Date of this Version

5-2021

Citation

Scholl, Aaron. 2021 "Census tracts, racial separation, and the landscape of higher education." Ph.D. diss. University of Nebraska-Lincoln

Comments

A DISSERTATION Presented to the Faculty of The Graduate College at the University of Nebraska In Partial Fulfillment of Requirements For the Degree of Doctor of Philosophy, Major: Economics, Under the Supervision of Professor John E. Anderson. Lincoln, Nebraska: May, 2021

Copyright © 2021 Aaron Scholl

Abstract

This dissertation centers on research at the intersection of labor, public, and urban economics.

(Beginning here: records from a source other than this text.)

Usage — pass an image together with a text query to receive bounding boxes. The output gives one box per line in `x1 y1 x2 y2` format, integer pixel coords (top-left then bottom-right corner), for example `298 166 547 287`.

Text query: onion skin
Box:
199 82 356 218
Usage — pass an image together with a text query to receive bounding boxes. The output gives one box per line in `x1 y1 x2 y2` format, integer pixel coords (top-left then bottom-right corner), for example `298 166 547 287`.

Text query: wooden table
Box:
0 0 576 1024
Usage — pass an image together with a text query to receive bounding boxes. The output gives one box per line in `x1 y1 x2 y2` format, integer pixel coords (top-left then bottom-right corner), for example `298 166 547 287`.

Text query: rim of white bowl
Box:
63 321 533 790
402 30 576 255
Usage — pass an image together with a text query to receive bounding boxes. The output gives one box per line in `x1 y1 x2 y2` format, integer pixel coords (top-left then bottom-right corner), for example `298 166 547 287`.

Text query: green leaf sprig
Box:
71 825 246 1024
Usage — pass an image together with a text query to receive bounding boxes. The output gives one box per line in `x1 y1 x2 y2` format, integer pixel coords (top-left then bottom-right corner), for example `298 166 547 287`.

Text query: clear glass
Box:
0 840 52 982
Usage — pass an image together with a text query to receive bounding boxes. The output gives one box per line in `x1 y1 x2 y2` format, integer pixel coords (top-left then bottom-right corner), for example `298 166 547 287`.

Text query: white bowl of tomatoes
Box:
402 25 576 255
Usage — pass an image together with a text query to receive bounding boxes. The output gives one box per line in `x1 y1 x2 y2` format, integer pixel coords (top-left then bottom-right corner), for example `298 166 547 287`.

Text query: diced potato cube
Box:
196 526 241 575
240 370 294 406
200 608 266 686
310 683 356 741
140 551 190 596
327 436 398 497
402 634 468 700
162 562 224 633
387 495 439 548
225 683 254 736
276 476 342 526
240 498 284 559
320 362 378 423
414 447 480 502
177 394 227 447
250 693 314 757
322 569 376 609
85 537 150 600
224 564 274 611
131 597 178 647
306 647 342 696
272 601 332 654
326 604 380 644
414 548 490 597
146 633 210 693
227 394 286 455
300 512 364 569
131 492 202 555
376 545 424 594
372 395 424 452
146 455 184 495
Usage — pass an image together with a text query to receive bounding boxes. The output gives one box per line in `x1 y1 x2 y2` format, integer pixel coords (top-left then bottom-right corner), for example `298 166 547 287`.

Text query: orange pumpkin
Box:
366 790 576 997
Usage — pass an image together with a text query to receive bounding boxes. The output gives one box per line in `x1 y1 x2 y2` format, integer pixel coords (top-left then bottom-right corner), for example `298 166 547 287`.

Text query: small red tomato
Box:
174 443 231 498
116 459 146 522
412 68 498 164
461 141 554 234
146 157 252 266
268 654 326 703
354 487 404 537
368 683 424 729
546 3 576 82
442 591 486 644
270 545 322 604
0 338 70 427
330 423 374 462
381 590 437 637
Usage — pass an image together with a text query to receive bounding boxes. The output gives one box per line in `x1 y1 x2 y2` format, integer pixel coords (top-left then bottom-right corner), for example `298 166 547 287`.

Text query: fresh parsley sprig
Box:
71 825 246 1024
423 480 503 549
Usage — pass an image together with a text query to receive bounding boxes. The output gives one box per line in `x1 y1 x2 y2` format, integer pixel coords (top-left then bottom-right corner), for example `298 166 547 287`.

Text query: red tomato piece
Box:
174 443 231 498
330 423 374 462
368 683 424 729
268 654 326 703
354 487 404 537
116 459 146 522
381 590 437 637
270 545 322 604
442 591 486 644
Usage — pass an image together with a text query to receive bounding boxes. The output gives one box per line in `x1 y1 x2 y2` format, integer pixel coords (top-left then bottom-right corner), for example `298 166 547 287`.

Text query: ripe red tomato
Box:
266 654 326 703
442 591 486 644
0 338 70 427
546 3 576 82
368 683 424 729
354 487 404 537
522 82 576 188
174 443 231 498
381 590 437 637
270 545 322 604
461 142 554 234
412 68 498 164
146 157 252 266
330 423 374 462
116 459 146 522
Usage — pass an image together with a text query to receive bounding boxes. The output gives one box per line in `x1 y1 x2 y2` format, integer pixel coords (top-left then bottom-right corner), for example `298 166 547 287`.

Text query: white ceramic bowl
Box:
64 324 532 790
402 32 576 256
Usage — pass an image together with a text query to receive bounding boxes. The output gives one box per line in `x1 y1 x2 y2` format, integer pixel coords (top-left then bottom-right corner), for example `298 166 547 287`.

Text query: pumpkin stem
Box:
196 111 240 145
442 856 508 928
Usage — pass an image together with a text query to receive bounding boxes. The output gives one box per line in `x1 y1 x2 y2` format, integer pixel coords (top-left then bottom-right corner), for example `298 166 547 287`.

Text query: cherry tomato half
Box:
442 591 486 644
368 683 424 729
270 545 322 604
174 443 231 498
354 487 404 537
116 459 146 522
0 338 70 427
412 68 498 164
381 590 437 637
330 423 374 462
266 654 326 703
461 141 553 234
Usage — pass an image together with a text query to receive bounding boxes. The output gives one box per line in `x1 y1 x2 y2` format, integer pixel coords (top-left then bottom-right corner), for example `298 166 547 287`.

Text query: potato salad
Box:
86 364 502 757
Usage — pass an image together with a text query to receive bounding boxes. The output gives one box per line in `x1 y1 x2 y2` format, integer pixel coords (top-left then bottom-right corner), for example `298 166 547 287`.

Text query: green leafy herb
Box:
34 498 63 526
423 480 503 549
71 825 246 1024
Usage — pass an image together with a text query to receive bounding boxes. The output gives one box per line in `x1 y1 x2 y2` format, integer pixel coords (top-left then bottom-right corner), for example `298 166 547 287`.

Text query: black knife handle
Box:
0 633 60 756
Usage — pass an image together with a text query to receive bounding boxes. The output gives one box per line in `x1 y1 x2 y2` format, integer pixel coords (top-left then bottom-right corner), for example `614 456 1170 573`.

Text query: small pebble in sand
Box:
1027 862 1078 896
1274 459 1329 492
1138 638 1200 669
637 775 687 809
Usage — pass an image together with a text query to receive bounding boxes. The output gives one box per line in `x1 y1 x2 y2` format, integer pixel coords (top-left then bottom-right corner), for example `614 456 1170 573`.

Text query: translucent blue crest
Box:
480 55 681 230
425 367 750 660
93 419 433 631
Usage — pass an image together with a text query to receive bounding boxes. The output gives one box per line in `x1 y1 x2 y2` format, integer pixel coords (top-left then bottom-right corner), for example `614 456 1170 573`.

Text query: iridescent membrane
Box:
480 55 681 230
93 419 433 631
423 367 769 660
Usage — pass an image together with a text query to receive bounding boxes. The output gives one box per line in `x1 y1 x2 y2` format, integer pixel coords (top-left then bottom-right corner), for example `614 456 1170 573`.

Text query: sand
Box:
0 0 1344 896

Chapter 1 details the role, process, and history of census tract delineation prior to each Decennial Census, and investigates short- and long-run implications of neighborhoods that receive further delineation, or become “split”. Using a difference-in-differences empirical design, I exploit Decennial Censuses from 1980 to 2010 to find that “split” census tracts increase in their proportion of Black residents and these effects persist decades. Further evidence suggests that the Low-Income Housing Tax Credit program may play a role in concentrating residents in areas with greater census tract delineation. These results suggest that census tract delineation may play an important role in shaping neighborhood dynamics.

Chapter 2 focuses on the role urban racial inequality has in contributing to economic inequality for Black residents. Using variation in census tract boundaries to measure levels of urban racial separation, I find that tract-induced racial separation negatively impacts Black individuals across both income and skill distributions. Contributing factors include fewer local job opportunities in predominantly Black neighborhoods, and increased commuting costs for those with jobs. Further evidence suggests these increases in separation, in already predominantly Black neighborhoods, reduce economic and geographic mobilities into adulthood. These results have important implications for fostering equal economic opportunity in areas of high racial separation.

Chapter 3 documents the changing landscape of enrollment and graduation in higher education during the rapid expansion of the for-profit sector in the 2000s. I construct a measure of institutional quality and show that institutions of the lowest quality, primarily for-profit institutions, experienced the largest increases in enrollment as well as large decreases in graduation rates. Decomposing these changes in the lowest quality institutions suggests that aggregate graduation rates decreased primarily as a result of the changing enrollment landscape across higher education, while growth in aggregate rates of the highest quality institutions comes from within institution changes. These results suggest that as enrollment in higher education expands, schools become more selective in who they enroll, and may have consequences for students attending lower quality institutions.